Der Ölpreis ist so niedrig wie seit langem  nicht mehr. Das Barrel lag heute morgen   *unter *100$ 
Davon können Aboabzocker nur träumen...
http://www.thueringer-allgemeine.de...schaft&region=National&auftritt=TA&dbserver=1


> Der Ölpreis sinkt. Autofahrer sollten sich freuen. Doch im Portemonnaie ist der Kurssturz von knapp 150 Dollar pro Barrel auf unter 100 nicht zu spüren. Warum?

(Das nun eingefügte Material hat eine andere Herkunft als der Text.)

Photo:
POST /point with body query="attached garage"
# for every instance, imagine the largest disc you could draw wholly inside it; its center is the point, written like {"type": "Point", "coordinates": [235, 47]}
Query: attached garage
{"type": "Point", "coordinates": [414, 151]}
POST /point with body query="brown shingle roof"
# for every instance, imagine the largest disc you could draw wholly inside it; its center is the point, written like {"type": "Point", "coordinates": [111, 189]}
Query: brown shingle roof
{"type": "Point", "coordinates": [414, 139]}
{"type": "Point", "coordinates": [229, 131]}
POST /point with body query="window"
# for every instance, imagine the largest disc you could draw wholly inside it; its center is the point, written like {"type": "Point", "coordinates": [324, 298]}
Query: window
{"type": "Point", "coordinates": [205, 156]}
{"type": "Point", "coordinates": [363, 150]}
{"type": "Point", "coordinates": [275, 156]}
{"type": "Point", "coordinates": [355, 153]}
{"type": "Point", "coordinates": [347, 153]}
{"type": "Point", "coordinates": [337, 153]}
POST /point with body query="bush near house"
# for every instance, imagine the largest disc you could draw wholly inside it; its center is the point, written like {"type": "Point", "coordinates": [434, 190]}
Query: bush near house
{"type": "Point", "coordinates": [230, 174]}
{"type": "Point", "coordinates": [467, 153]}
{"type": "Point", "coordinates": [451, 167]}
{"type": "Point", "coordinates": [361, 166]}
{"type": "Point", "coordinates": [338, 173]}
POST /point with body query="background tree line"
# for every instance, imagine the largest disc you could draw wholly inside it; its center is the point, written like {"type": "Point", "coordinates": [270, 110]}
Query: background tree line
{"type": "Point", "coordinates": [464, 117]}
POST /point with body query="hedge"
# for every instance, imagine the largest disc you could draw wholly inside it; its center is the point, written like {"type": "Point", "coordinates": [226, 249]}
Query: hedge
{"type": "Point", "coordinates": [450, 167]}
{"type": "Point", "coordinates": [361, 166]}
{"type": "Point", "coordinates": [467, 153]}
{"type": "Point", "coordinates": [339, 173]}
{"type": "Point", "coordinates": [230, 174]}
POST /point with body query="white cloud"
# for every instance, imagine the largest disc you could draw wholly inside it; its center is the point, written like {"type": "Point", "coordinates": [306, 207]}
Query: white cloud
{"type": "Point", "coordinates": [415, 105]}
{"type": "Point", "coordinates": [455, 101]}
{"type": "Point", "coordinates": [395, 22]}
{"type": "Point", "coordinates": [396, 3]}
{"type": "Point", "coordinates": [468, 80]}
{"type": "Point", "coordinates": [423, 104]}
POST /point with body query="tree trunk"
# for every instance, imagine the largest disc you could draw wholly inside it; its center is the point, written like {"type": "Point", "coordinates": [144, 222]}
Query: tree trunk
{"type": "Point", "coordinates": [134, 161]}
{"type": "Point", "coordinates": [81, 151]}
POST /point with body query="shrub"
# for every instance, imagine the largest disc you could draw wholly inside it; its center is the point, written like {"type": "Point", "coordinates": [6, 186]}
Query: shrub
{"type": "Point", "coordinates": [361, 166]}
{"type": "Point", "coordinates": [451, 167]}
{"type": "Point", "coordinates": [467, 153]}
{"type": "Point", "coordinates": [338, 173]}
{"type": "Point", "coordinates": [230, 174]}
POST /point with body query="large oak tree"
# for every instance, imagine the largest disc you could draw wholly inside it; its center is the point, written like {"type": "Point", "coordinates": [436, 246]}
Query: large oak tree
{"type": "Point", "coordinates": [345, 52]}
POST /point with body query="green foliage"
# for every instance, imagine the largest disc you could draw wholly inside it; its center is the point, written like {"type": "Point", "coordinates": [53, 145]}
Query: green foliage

Die FAZ orakelte  am 10.9 noch 
http://www.faz.net/s/RubEC1ACFE1EE2...960~ATpl~Ecommon~Scontent.html?rss_googlefeed


> „Unter 100 Dollar werden wir den Ölpreis jedoch nicht sehen“,


----------



## Fuxe (20 September 2008)

*AW: Ölpreis bricht drastisch ein aber Benzinpreis fast an der obersten Marke*



> Kritik hagelt es auch aus der Politik. "Das sieht nach dreister Abzocke aus! Das Kartellamt sollte wachsam sein, ob es Preisabsprachen gibt. Die Autofahrer werden doppelt abkassiert: Erst von den Konzernen, dann von Ölscheich Steinbrück!", schimpfte FDP-Fraktionsvize Rainer Brüderle in der _Bild_.



Sehr witzig. 
Gerade die Politiker haben doch mit ihrem dauernden Drehen an der Steuerschraube, eine grossen Anteil am Sprit- bzw. Energiepreis.


----------



## Antiscammer (20 September 2008)

*AW: Ölpreis bricht drastisch ein aber Benzinpreis fast an der obersten Marke*

Das Auf und Ab der Benzinpreise hat ganz handfeste, logische Gründe. :scherzkeks:

Schließlich *muss* es drastische Auswirkungen auf den Benzinpreis haben, wenn:


 ein Kapitän eines Öltankers Blähungen hat
 eine Heuschrecke eine Rapspflanze in Oer-Erkenschwick vertilgt
 in einem Supermarkt in Köln-Klüngelsdorf eine Flasche Salatöl ranzig wird
 in einer Wuppertaler Frittenbude das Frittierfett knapp wird

All das sind ernste Vorgänge, die angesichts der angespannten Versorgungslage auf dem Energiemarkt sofort zu Kursschwankungen führen müssen.
Diese Kursschwankungen, die im übrigen stets zu einer Preiskorrektur nach oben führen müssen, werden von den Mineralölkonzernen notgedrungen an den Verbraucher weitergegeben.


----------



## Heiko (20 September 2008)

*AW: Ölpreis bricht drastisch ein aber Benzinpreis fast an der obersten Marke*

So richtig relevant wird es, wenn im Golf von Mexiko mal wieder ein Arbeiter von einer Plattform ins Wasser fällt. Dann schießt der Ölpreis raketenartig in die Höhe. Noch schlimmer, wenn gleichzeitig der Wind auffrischt...


----------



## Antiscammer (21 September 2008)

*AW: Ölpreis bricht drastisch ein aber Benzinpreis fast an der obersten Marke*

Immerhin hat jetzt aber die US-Notenbank den Zinssatz wieder gesenkt, um den allgemeinen Einbruch der Weltwirtschaft zu bremsen.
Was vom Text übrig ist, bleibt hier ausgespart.